Alongside Moten, I am convinced by the anaoriginarity of the black aesthetic endeavor taking place “before the distinction between subject and object” and by the idea that the cinematic is a technology of sovereignty that calls for a similar undoing: an “anacinematic” practice finally un-hinged from the subject’s oscillation between the exaltation and shame institutionalized by cinema’s tension between movement and stasis, synchronized and alienated sound.
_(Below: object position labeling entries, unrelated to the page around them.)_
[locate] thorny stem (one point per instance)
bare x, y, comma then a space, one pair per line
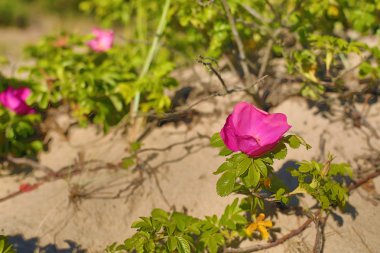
305, 225
239, 43
152, 52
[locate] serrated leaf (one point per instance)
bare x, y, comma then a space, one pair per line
279, 193
216, 141
304, 168
226, 183
280, 152
253, 177
117, 102
172, 243
294, 142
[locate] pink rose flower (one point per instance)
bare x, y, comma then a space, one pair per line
14, 100
103, 40
253, 131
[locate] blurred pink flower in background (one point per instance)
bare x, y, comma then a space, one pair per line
103, 40
253, 131
14, 100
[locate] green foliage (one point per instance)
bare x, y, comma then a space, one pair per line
20, 135
177, 232
249, 177
309, 35
97, 87
5, 246
246, 175
324, 182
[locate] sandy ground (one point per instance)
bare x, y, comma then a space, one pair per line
49, 219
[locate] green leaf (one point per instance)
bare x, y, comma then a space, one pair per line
226, 183
279, 193
293, 141
262, 167
183, 245
243, 166
280, 151
253, 177
172, 243
117, 102
216, 141
224, 167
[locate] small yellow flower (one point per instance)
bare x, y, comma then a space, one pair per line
261, 225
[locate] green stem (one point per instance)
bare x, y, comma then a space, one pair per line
152, 52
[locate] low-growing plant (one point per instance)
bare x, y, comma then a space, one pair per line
19, 129
251, 140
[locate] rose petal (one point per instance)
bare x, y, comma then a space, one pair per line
228, 135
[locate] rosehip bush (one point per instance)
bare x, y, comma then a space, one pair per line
95, 78
19, 130
251, 140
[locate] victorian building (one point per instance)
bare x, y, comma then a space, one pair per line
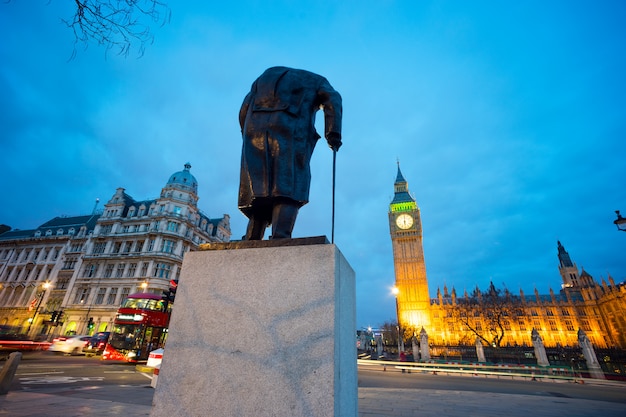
599, 309
84, 266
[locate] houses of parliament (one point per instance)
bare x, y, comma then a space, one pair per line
599, 309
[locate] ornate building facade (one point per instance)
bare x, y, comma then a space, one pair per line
84, 266
582, 303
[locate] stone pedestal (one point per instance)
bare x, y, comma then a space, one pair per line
261, 331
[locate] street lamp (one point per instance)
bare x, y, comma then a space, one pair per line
620, 222
40, 295
395, 290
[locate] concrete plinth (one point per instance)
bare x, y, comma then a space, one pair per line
264, 331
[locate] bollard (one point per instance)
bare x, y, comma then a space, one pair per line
8, 372
155, 375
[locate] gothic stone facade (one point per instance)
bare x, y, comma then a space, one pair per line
582, 303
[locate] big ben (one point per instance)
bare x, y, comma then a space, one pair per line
405, 225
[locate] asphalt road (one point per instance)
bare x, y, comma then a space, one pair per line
370, 378
81, 376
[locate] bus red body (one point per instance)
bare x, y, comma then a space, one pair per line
140, 327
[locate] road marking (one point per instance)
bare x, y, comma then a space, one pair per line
59, 380
39, 373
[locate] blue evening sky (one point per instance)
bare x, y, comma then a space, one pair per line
508, 119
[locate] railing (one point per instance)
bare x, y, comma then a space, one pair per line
498, 371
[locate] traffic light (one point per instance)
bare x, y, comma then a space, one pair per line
169, 294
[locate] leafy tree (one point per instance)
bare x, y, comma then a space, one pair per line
117, 24
485, 313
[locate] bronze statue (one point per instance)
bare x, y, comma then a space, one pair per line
277, 121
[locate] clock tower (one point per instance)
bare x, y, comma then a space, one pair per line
405, 226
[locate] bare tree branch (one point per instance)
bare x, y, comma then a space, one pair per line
117, 24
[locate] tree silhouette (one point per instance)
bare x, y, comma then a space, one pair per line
486, 313
117, 24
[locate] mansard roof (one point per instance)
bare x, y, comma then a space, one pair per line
61, 222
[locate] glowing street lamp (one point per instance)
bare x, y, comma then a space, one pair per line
620, 222
40, 296
395, 290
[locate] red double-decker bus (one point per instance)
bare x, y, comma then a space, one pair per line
140, 327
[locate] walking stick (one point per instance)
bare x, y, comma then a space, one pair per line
332, 235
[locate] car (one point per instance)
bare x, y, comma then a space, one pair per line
96, 344
72, 345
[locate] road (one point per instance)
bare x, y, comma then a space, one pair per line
79, 376
376, 378
84, 377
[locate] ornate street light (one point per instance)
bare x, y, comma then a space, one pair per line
395, 290
620, 222
40, 296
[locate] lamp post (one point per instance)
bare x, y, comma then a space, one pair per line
620, 222
40, 295
396, 291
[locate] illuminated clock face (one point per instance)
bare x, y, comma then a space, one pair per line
404, 221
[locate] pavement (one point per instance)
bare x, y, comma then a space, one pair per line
134, 401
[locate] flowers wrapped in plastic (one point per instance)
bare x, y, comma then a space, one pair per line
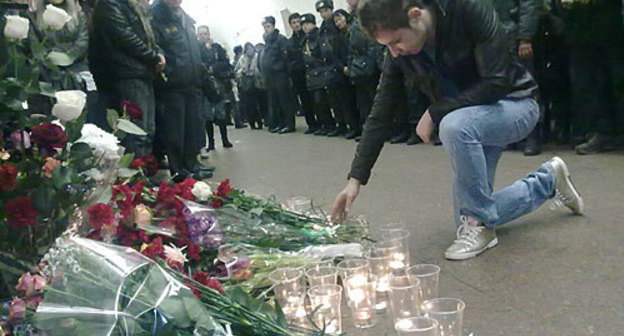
99, 289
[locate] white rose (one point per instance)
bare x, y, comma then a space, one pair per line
16, 27
201, 190
55, 18
69, 104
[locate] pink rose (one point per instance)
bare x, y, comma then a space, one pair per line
142, 215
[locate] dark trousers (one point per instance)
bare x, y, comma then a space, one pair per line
306, 102
341, 102
322, 109
281, 100
181, 127
365, 96
139, 91
597, 83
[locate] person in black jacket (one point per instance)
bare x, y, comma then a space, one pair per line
179, 96
216, 63
124, 60
482, 100
296, 67
334, 51
315, 76
279, 84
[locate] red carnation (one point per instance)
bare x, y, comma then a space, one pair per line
8, 177
20, 212
204, 279
155, 249
133, 110
48, 136
100, 214
149, 163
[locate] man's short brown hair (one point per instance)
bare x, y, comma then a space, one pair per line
378, 15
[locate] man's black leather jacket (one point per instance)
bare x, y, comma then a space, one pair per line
118, 44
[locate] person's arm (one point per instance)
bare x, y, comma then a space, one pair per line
113, 21
492, 57
378, 126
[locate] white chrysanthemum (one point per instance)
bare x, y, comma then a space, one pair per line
175, 255
103, 144
201, 190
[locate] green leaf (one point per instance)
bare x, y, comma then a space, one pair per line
111, 117
126, 160
129, 127
80, 151
46, 89
60, 58
62, 177
45, 199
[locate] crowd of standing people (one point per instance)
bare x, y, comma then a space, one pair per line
327, 72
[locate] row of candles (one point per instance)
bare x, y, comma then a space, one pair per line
380, 281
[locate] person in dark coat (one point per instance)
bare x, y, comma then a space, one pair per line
124, 60
180, 98
279, 84
481, 98
296, 67
316, 75
216, 63
334, 51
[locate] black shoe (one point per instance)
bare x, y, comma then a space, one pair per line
337, 132
597, 143
353, 134
400, 138
413, 140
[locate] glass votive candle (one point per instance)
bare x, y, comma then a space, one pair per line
379, 264
349, 267
322, 276
398, 258
429, 276
400, 236
361, 294
289, 289
448, 312
299, 204
325, 302
417, 326
404, 297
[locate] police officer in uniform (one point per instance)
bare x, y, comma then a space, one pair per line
297, 72
281, 98
334, 51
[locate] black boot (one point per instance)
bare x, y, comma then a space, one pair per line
400, 138
533, 144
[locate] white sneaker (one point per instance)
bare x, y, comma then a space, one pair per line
565, 192
473, 238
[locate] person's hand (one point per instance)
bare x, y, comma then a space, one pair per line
425, 127
525, 50
161, 63
343, 201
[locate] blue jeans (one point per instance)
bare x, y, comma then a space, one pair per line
474, 138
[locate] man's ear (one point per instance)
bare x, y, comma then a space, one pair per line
414, 16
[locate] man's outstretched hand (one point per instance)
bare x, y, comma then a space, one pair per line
343, 201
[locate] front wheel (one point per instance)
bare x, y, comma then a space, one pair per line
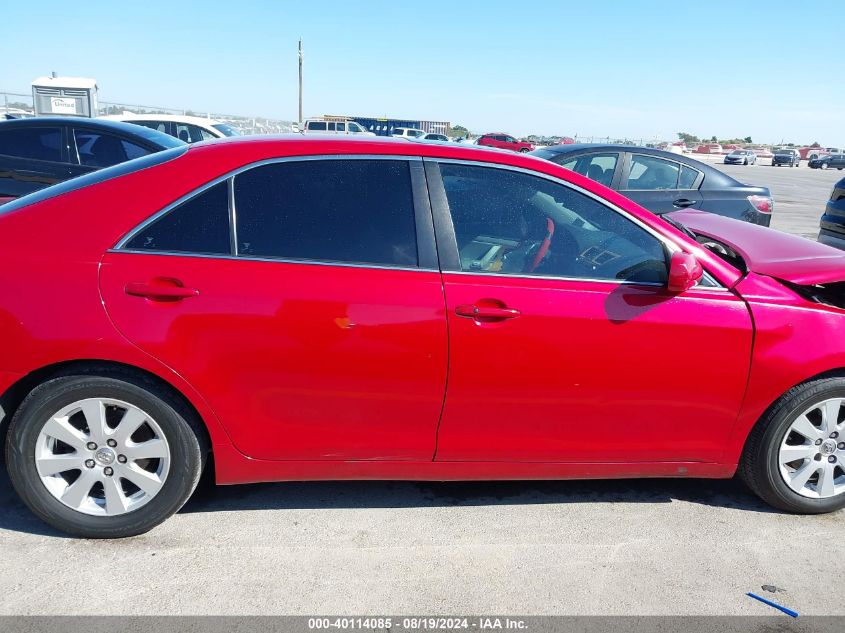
102, 456
794, 457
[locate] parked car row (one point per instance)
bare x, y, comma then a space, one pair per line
42, 151
286, 339
663, 181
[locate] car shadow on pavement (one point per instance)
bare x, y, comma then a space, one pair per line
15, 516
399, 494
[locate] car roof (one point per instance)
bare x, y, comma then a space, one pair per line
154, 137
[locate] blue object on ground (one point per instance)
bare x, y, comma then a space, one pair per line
777, 606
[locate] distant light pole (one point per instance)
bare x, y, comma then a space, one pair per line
300, 85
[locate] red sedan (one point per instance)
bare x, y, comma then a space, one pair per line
377, 309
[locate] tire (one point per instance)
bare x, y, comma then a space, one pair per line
130, 510
760, 465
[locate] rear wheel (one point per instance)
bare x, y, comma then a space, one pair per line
102, 456
795, 456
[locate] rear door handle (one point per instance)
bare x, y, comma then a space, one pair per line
486, 313
160, 290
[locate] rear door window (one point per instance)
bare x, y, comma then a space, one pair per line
651, 172
351, 211
42, 143
95, 149
188, 133
598, 167
688, 177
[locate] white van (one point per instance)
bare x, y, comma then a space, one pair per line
321, 126
407, 132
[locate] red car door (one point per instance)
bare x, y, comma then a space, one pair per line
565, 345
314, 324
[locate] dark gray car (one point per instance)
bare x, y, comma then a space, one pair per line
42, 151
663, 181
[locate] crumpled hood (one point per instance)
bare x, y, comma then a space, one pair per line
770, 252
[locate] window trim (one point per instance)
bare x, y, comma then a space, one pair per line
447, 244
427, 256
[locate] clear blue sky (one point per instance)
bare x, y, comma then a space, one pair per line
619, 68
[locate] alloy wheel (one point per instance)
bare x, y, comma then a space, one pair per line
102, 457
811, 457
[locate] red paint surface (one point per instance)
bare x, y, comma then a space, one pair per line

I look at installation art to be reminded of the sociality of these efforts, and that formal readings are no longer sufficient to describe this work. What is needed, instead, is reading for informality: form as a non-extractive jurisgenerative and relational praxis— the same anaoriginal informality that grounds the liquidity of the black arts.
An example: Kahlil Joseph’s Black Mary, 2017—part of what I regard as an informal trilogy that includes the single-channel installations Alice (you don’t have to think about it), 2016, and Fly Paper, 2017. Consider it through his years-long engagement with Roy DeCarava’s approach to photography as both a time-based and sound-based medium: DeCarava’s resolve to wait till the photograph can yield a moment of equilibrium within its own dramatic arc—like a pole-vaulter reaching the peak of their jump—and his effort to make photography “take the shape of improvisatory music.” “In jazz,” DeCarava said, “there is never a wrong note because each note can be redeemed by the next one.”
Turning DeCarava’s insights into (in)formal principles of montage, Black Mary inhabits the “centrifugitivity” and informality of this praxis. It seemingly begins with a delayed synchronization, and yet Alice Smith’s voice remains anaoriginal (its source unattributable) across several cuts between footage of a live session and a recording session—sometimes held at the limit of stillness—and several unexpected visual and sonic cutaways: Harlem community members often framed looking at an emergency vehicle whose lights are reflected behind them; a “Beauty Supplies” sign flickering like a glissando on a piano; a barking dog, a sudden banging at the door, broken sentences and unanswered questions around what appears to be a sudden tragedy. By making it impossible to suture Smith’s voice within and across these edits, Black Mary rejects synchronization’s attachment to the expected coherence of the subject, while its centrifugitive gestures distribute the sites of aesthetic production across a multiplicity of locations and soundtracks. Its embracing of radical informality demands us to ask: where does the music come from? That is, to ask about “music,” rather than “voice,” in order to commit to the anaoriginarity of the film’s sound-making practices and acknowledge the sociality Black Mary simultaneously engenders and is engendered by.
Black Mary’s last scene places the camera on the grass looking up toward a Harlem church as a couple strolling to a funeral, a function, or nowhere in particular, cross paths with a nurse in her scrubs. It’s a view from the music, not the voice; the solo, not the soloist; poetry, not the poet. Thus, I go to the art gallery in search of an informal film theory to come, one that will similarly adopt a view from the music, not the voice, and attend to these visionary practices’ ongoing investment in rejecting the very individuation that, sometimes, enables their exhibition in art institutions’ hallowed grounds.